“The Masters”- Organizational Education

Share:

puttJust as so many others who watched The Masters, I was amazed and excited for Bubba Watson. The winning shot on the 10th hole of a sudden death playoff match, Bubba hooked a wedge shot from in the trees and landed it on the green. An impossible shot! Astonished by the intensity of this game, it made me think about how company education is like golf. Companies seek to hire great talent, and when they do, the initial investment, after the hiring process, goes into educating those individuals how to “master” the skills they will need, not just do their job, but to excel at it. After all, that’s why we hire them.

Now that the top talent has been hired, putting those employees out on the practice range with a bucket of golf balls isn’t going to prepare them for playing a round of 18 holes. The practice range doesn’t allow players to practice hitting a shot out of a bunker, from the rough, or from behind a tree. It only allows someone to practice limited golf shots. Why should a training course limit new talent in the necessary skills to perform their job? The answer is, it shouldn’t. Here are a few quick tips, or simple reminders, to enhance your education program.
 
  1. Practice! Practice!
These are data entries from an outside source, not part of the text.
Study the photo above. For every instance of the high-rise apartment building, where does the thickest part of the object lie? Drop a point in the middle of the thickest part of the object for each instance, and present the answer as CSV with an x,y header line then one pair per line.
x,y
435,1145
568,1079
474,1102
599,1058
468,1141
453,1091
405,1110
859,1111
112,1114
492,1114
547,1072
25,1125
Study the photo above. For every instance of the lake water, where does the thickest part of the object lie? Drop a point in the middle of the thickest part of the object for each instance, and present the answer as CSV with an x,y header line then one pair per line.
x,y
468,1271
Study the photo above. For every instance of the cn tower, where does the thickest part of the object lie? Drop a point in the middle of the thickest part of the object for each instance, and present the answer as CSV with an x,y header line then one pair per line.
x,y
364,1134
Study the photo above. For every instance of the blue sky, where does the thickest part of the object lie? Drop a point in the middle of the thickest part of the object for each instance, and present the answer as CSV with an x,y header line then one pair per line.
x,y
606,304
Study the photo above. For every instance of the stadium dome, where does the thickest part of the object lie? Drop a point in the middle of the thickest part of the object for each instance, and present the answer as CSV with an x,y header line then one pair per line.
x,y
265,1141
Practice! – As the saying goes, “practice makes perfect”. I can’t guarantee that you will become a professional golfer, but it can make your employees better prepared to do their jobs. Create activities and an environment that allows employees to practice their new skills.
  2. Play the course. Nothing teaches you more about the game of golf than playing a few holes on a course. In the classroom, create some challenging real-world examples or scenarios that employees will encounter in their job. This may require sitting with other groups, or listening to phone calls, but the more “real” the examples, the better it will resonate in the classroom.
  3. Lower the handicap. Nothing says I have mastered my golf game better than the score card. Employees need to demonstrate competency with the new skills they have acquired. Create a proficiency program that allows employees to demonstrate aptitude on the job. This may be a knowledge assessment and/or a simple demonstration.
  4. Use the Gallery. Just like in golf, the gallery cheers on the leader. Use social media as a way for employees to continue their learning in an informal style. Post “Just in time” messages, daily or weekly tips, or questions of the day. Social media can foster continuous learning while creating a community within your organization.
In golf, focusing on the basics can enhance the quality of your game. The same applies with organizational education programs. Getting “back to the basics” will prepare your employees for a victory in the “Masters” journey, called their job.